Bioethics International's Good Pharma Scorecard Improved the Data-Sharing Practices of Large Pharmaceutical Companies
NEW HAVEN, Conn., July 10, 2019 /PRNewswire/ -- Bioethics International (BEI), a not-for-profit organization dedicated to raising the bar on ethics, trustworthiness and patient-centricity in the pharmaceutical industry, today announced the third publication of its Good Pharma Scorecard (GPS) in The BMJ. The GPS is an annual ranking of new drugs and the associated pharmaceutical companies on their ethics performance. This year's rankings focus on clinical transparency and data-sharing practices in large pharmaceutical companies, specifically on trial registration, results reporting, publication and data-sharing practices. BEI, in collaboration with Yale School of Medicine and Stanford Law School, developed new data sharing measures, which were informed by a multi-stakeholder advisory team.
Two companies, Novo Nordisk and Roche, tied for the top rank in overall trial transparency, each with scores of 100%. Novo Nordisk, Roche, Novartis and Janssen/Johnson & Johnson all achieved scores of 100% on the data-sharing measure.
In addition to measuring companies' data-sharing practices, the study tested whether the GPS ranking tool could improve companies' practices. BEI provided companies a 30-day window to amend their policies to meet the new data-sharing measure. At the end of the window, three companies improved their policies. Additionally, since the first GPS published rankings in 2015, the industry's overall median transparency scores have gone up year after year.
"A goal of the GPS is to help set ethics and social responsibility measures in the pharma industry and provide an independent tracking tool to both recognize best practices and catalyze reform, where needed, in companies," said Jennifer E. Miller, Ph.D., founder of Bioethics International, assistant professor at the Yale School of Medicine and lead author on the paper. "We are encouraged by the efforts of some large companies to share patient-level trial data and a willingness to improve policies and practices, where needed. However, there is substantial room for improvement. Providing companies with a consistent, fair and achievable set of measures is important to encouraging and tracking further progress toward routine data sharing."
A few companies' data-sharing commitments exceeded the standards measured. Novo Nordisk, for example, provides access to trial data sooner than the standard required. Some companies also commit to sharing data for additional types of trials, such as Phase 1 and 4 trials. After the 30-day amendment period, three companies changed their policies. AstraZeneca added a new provision to report annually the number of received data requests and the outcome of each. Novartis added timelines for data sharing where previously none were specified. Gilead substantially expanded its data-sharing policy by adding timelines for data sharing.

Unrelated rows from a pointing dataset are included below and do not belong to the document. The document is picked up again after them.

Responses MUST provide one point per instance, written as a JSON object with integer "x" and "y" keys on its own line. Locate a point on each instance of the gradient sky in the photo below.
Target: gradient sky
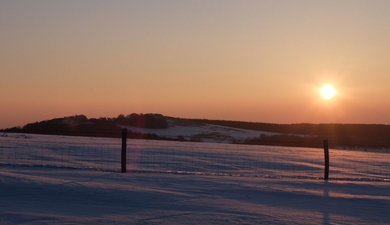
{"x": 240, "y": 60}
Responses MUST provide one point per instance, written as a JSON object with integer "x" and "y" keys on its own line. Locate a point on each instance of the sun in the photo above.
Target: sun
{"x": 327, "y": 91}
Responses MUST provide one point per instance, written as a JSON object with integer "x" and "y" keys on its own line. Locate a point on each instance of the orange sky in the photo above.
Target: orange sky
{"x": 240, "y": 60}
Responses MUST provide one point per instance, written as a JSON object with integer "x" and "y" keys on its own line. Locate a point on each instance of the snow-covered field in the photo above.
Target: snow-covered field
{"x": 76, "y": 180}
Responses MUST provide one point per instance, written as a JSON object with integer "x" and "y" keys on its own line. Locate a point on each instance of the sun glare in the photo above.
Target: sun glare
{"x": 328, "y": 92}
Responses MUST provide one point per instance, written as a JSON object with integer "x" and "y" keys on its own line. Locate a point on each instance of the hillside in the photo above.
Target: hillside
{"x": 157, "y": 126}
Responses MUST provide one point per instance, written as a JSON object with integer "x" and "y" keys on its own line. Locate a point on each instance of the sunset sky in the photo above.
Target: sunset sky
{"x": 262, "y": 61}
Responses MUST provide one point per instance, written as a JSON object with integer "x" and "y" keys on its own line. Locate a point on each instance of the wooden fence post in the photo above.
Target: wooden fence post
{"x": 124, "y": 146}
{"x": 326, "y": 154}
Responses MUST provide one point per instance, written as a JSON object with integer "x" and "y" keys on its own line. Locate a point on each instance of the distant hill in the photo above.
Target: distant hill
{"x": 157, "y": 126}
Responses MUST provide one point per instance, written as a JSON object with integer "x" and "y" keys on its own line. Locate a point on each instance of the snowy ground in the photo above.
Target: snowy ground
{"x": 57, "y": 180}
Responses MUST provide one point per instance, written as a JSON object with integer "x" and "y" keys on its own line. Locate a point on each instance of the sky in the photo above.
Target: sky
{"x": 260, "y": 60}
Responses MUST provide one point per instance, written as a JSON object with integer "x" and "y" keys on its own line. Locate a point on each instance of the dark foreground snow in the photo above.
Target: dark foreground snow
{"x": 39, "y": 194}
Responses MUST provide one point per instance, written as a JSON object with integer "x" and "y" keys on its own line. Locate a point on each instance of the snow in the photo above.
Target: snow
{"x": 75, "y": 180}
{"x": 203, "y": 132}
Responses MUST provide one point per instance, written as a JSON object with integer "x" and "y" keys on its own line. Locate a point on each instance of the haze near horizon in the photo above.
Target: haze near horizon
{"x": 264, "y": 61}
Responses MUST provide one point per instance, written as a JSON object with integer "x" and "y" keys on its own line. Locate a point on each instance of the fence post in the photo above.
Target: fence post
{"x": 326, "y": 154}
{"x": 124, "y": 146}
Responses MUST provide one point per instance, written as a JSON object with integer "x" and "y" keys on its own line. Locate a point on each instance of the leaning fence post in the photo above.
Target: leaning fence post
{"x": 326, "y": 154}
{"x": 124, "y": 146}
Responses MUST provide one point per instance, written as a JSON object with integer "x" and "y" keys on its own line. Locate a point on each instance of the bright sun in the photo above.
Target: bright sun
{"x": 328, "y": 91}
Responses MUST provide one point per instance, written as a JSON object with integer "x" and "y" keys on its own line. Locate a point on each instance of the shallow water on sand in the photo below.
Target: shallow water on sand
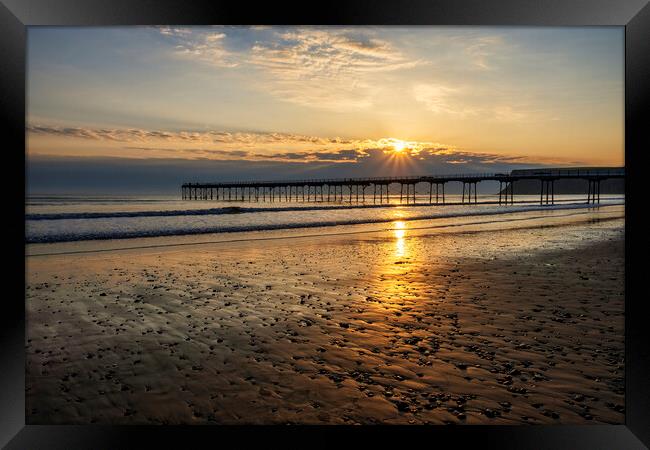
{"x": 416, "y": 322}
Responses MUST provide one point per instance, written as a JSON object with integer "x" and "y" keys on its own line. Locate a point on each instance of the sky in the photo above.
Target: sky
{"x": 146, "y": 108}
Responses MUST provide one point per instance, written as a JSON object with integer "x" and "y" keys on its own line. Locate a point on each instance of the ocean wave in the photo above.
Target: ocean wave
{"x": 230, "y": 210}
{"x": 116, "y": 233}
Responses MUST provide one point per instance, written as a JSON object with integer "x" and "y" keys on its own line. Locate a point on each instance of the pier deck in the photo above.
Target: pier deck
{"x": 354, "y": 189}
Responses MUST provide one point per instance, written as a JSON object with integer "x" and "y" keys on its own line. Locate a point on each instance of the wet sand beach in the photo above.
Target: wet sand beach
{"x": 503, "y": 323}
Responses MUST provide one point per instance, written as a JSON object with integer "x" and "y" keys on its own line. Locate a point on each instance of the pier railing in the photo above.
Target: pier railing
{"x": 314, "y": 189}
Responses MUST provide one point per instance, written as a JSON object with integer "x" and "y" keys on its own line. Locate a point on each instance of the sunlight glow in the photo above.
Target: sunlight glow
{"x": 400, "y": 245}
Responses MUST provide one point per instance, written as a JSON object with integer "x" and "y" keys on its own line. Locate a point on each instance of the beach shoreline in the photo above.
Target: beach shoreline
{"x": 393, "y": 324}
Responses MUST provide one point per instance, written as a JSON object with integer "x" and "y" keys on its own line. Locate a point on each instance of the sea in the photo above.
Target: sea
{"x": 68, "y": 218}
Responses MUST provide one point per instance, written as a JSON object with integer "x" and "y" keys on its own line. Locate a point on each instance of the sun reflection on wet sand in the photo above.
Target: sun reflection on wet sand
{"x": 399, "y": 230}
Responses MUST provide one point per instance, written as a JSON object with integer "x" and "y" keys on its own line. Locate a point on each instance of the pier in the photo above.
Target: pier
{"x": 377, "y": 188}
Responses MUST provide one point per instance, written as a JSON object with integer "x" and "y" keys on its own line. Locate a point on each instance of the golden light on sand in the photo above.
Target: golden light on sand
{"x": 399, "y": 230}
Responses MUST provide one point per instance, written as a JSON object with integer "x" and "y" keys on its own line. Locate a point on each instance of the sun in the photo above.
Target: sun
{"x": 399, "y": 146}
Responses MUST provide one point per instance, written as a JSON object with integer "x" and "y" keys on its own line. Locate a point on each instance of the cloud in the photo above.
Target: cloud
{"x": 207, "y": 46}
{"x": 273, "y": 146}
{"x": 329, "y": 68}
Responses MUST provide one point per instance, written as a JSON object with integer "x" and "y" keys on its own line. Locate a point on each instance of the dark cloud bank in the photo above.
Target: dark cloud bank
{"x": 76, "y": 175}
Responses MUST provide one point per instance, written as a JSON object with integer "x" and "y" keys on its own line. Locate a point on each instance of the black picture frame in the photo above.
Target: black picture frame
{"x": 16, "y": 15}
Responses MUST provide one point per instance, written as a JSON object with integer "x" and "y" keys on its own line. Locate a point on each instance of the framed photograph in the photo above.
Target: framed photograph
{"x": 363, "y": 219}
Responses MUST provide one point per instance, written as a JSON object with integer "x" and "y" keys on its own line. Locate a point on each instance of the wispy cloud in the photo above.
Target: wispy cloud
{"x": 329, "y": 68}
{"x": 270, "y": 146}
{"x": 206, "y": 46}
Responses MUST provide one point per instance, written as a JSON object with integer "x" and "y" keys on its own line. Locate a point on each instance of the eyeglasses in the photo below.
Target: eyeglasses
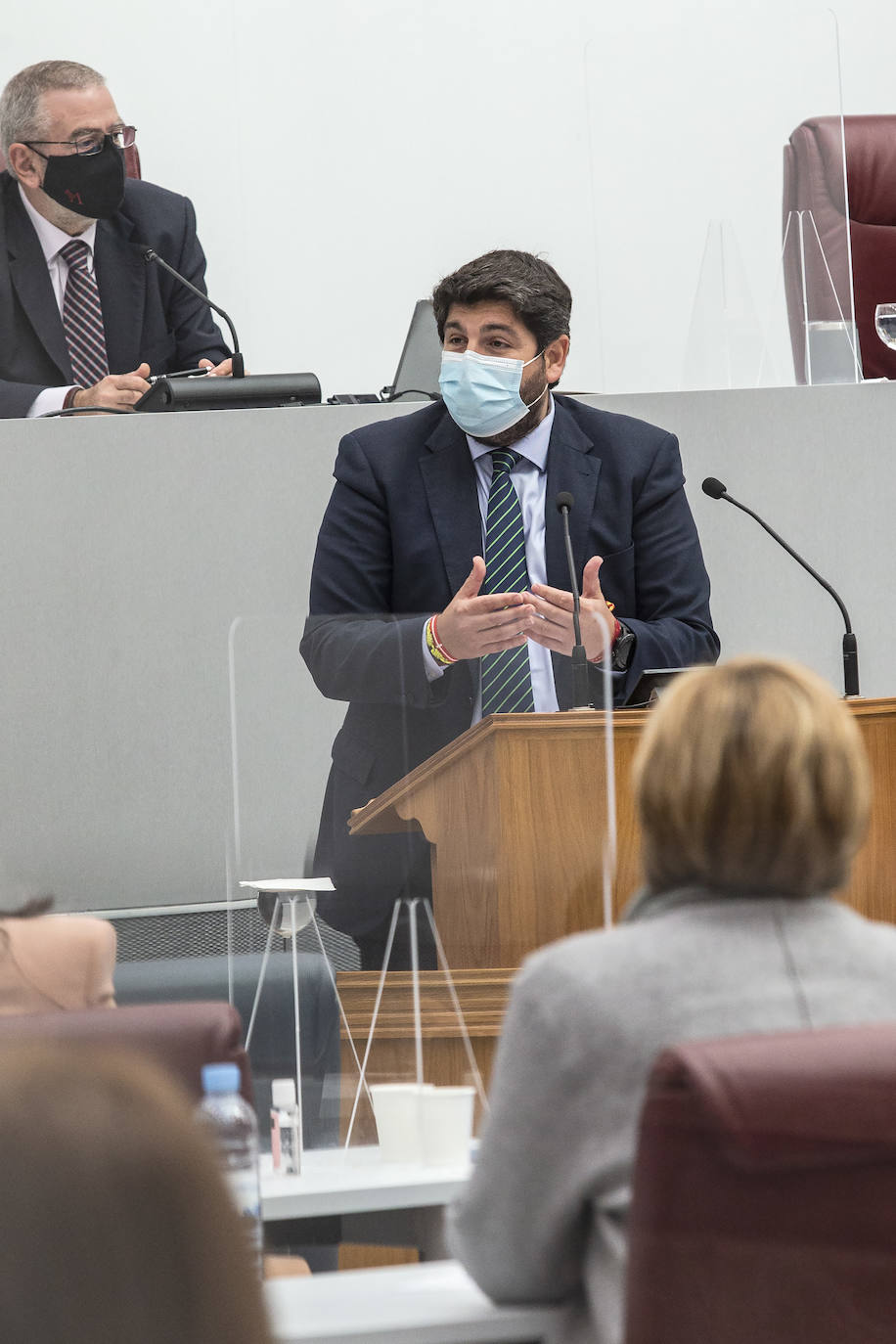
{"x": 92, "y": 143}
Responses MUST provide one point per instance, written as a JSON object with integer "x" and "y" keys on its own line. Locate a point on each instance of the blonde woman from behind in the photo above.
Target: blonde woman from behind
{"x": 114, "y": 1221}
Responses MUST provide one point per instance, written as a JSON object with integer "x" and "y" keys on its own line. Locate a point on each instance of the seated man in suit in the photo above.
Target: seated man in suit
{"x": 83, "y": 319}
{"x": 441, "y": 588}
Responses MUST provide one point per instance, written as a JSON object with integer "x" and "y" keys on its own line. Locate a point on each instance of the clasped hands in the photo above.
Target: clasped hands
{"x": 474, "y": 624}
{"x": 121, "y": 391}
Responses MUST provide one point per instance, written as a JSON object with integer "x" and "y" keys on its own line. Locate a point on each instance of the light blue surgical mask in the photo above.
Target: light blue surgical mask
{"x": 482, "y": 391}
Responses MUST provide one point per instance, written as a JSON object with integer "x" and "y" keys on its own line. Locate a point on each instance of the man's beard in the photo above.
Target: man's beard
{"x": 535, "y": 414}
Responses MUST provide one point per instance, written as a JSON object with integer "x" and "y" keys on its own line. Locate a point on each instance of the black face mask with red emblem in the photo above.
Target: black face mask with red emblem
{"x": 89, "y": 184}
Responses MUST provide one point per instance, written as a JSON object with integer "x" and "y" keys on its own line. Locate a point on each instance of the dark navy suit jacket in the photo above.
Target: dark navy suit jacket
{"x": 398, "y": 541}
{"x": 147, "y": 313}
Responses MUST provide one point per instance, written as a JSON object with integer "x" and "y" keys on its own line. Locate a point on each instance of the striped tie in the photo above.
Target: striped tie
{"x": 82, "y": 317}
{"x": 507, "y": 682}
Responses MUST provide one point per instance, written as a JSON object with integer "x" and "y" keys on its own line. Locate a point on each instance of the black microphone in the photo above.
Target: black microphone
{"x": 580, "y": 700}
{"x": 716, "y": 491}
{"x": 152, "y": 255}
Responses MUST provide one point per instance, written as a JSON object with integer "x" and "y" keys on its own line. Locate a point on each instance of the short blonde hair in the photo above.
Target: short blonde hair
{"x": 751, "y": 776}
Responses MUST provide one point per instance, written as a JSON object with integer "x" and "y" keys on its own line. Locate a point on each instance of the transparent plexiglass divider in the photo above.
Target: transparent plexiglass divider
{"x": 688, "y": 113}
{"x": 726, "y": 344}
{"x": 280, "y": 740}
{"x": 821, "y": 304}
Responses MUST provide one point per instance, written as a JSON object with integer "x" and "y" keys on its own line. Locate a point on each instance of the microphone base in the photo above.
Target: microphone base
{"x": 580, "y": 691}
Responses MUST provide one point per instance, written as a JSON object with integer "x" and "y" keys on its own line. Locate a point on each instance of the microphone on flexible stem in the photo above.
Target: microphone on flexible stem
{"x": 152, "y": 255}
{"x": 580, "y": 700}
{"x": 716, "y": 491}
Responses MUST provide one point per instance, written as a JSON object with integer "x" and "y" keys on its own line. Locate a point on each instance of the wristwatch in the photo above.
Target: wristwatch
{"x": 622, "y": 648}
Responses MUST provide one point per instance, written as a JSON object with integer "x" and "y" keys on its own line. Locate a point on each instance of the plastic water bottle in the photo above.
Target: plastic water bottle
{"x": 285, "y": 1128}
{"x": 234, "y": 1128}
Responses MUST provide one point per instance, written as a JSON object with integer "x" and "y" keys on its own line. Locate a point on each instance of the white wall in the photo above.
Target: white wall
{"x": 344, "y": 155}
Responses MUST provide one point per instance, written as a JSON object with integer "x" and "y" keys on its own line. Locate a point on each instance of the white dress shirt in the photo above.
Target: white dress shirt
{"x": 53, "y": 240}
{"x": 529, "y": 478}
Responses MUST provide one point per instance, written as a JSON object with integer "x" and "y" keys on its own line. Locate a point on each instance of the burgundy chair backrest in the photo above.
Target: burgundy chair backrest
{"x": 765, "y": 1192}
{"x": 132, "y": 161}
{"x": 180, "y": 1038}
{"x": 814, "y": 180}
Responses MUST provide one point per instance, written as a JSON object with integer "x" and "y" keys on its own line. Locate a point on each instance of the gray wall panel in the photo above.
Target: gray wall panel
{"x": 130, "y": 545}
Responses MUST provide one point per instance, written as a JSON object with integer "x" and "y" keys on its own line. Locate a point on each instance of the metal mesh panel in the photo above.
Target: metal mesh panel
{"x": 168, "y": 931}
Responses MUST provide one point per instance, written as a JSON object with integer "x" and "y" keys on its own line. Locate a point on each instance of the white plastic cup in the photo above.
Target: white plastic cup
{"x": 396, "y": 1109}
{"x": 446, "y": 1125}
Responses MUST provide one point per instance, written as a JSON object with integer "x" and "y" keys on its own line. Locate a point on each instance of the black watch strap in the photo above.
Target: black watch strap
{"x": 623, "y": 648}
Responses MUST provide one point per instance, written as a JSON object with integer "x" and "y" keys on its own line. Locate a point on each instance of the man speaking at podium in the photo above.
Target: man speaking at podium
{"x": 83, "y": 319}
{"x": 439, "y": 588}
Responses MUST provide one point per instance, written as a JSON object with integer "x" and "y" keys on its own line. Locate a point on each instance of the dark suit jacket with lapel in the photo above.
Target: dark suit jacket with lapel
{"x": 398, "y": 541}
{"x": 147, "y": 313}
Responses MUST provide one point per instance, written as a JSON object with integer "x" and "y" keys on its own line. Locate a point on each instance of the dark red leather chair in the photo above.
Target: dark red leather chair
{"x": 765, "y": 1192}
{"x": 814, "y": 180}
{"x": 180, "y": 1038}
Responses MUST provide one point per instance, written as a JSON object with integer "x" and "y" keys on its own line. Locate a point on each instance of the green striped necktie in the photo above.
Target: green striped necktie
{"x": 507, "y": 682}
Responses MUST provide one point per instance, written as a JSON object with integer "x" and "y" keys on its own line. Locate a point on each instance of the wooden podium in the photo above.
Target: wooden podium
{"x": 515, "y": 811}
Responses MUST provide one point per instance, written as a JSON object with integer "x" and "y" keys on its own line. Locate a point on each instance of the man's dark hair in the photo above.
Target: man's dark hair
{"x": 529, "y": 285}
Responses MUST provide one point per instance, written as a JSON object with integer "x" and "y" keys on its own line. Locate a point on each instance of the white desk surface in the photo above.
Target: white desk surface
{"x": 402, "y": 1304}
{"x": 335, "y": 1181}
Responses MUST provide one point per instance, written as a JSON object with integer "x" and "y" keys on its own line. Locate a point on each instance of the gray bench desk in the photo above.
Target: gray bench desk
{"x": 352, "y": 1196}
{"x": 402, "y": 1304}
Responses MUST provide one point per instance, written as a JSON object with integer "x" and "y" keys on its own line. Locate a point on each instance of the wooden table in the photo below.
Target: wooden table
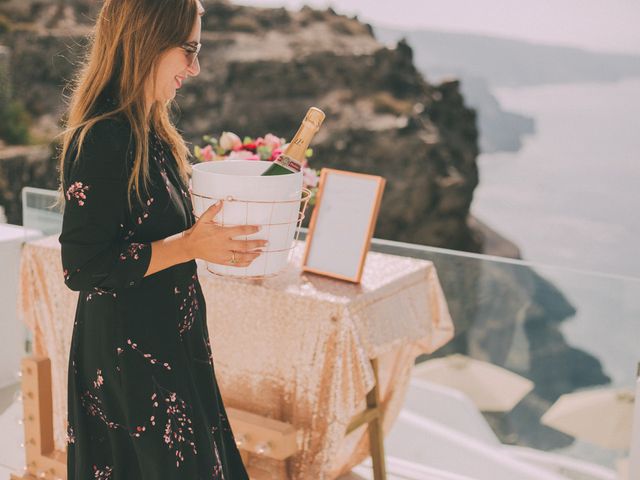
{"x": 316, "y": 358}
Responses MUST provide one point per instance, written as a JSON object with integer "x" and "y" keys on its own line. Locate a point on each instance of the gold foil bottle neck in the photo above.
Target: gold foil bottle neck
{"x": 309, "y": 127}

Dr. Miller added, "Never before have we created so much digital health data about a person, from such a wide variety of sources and so quickly, raising novel ethics questions about the responsibilities of data collectors, like pharmaceutical companies. The ethics challenges and potential benefits of data-sharing are novel partly because big data is a relatively new phenomenon, with most of the world's data (~90%) produced in just the last two years or so. Much of the world's regulatory infrastructure does not yet adequately address the new and emerging ethics challenges and public health opportunities of data sharing. The GPS measures can help provide a unique platform to both discuss and address critical new ethics challenges and opportunities raised through healthcare innovation."